Pervasive are smallest grammar *approximation* algorithms. But rarely if ever do they talk about what would be an exact algorithm for computing smallest grammars, regardless of its efficiency.

Here I attemp to exhibit an algorithm but of course I want to make it as efficient as possible. The idea is to construct a grammar starting at the leaf production rules and constructing from them the next stage, until there’s nothing left to construct.

Let $ s$ be a string over the singleton alphabet $ \Sigma = \{a\}$ .

For instance $ s = a^6$ .

A substring $ t \leqslant s$ is **repeating** in $ s$ if $ t \gamma t \leqslant s$ .

A substring $ t \leqslant s$ is **irreducible** if it contains no repeating substrings itself.

The repeating irreducibles of length $ \geq 2$ in $ s$ are $ I = \{ a^2, a^3 \}$ . These represent all possible **terminal** rules that could occur in a smallest grammar of $ s$ . A terminal rule is simply a rule with no variables occuring on the right of its arrow.

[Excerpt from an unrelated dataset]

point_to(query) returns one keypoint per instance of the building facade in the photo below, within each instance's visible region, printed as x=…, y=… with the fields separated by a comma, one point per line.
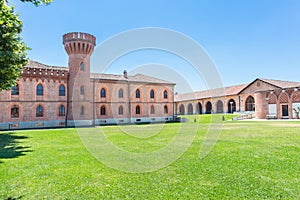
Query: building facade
x=263, y=98
x=50, y=96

Now form and keep track of the rules $ R = \{A \to a^2, B \to a^3\}$ and put $ X := \{ A, B, a\}$ . Now compute all $ xy$ such that $ x, y \in X$ and the grammar $ G = \{ S \to xy\} \cup \text{Rules}(x) \cup \text{Rules}(y)$ is irreducible and $ \overline{G} \leqslant s$ , where $ \overline{G}$ is full grammar expansion to string $ \text{Rules}(\gamma)$ is defined recursively as follows:

$ $ \text{Rules}(a) = \{\} \ \text{Rules}(uv) = \text{Rules}(u) \cup \text{Rules}(v) \ \text{Rules}(U) = \{U \to \gamma_U\} \cup \text{Rules}(\gamma_U), \ $ $ where $ u,v$ are any nonempty strings, and $ U \to \gamma_U \in R$ .

Add each such $ xy$ to $ X$ . Now keep repeating the last step (augmenting $ X$ ) until it no longer changes size. So we have for $ s = a^6$ :

$ $ X_0 = \{ A, B, a\} \ X_1 = \{A^2, Aa, aA, aB, Ba, B^2 \} \ \vdots \ X_h = \dots $ $ Notice that we didn’t add in stuff such as $ AB$ since the resulting test grammar $ G$ would be reducible since $ a^2 \leqslant a^3$ . In other words we’re constructing only irreducible grammars!

What are methods to estimate the upper bound on $ |X_h|$ ? That would give an idea of the running time.

Forgot to mention, $ t$ is a substring of the grammar $ G$ , written $ t \leqslant G$ if for some rule $ M \to \gamma_M$ in $ G$ , $ t$ is a substring of $ \gamma_M$ .

A substring $ t \leqslant G$ is **repeating** if it is repeating in some $ \gamma_M$ for some $ M \to \gamma_M \in G$ , or if it is a substring of at least two rules in $ G$ .

Note that *smallest* grammar implies *irreducible grammar*, but not vise versa. So we’re constructing a larger class of grammars than “just the smallest” and then checking each.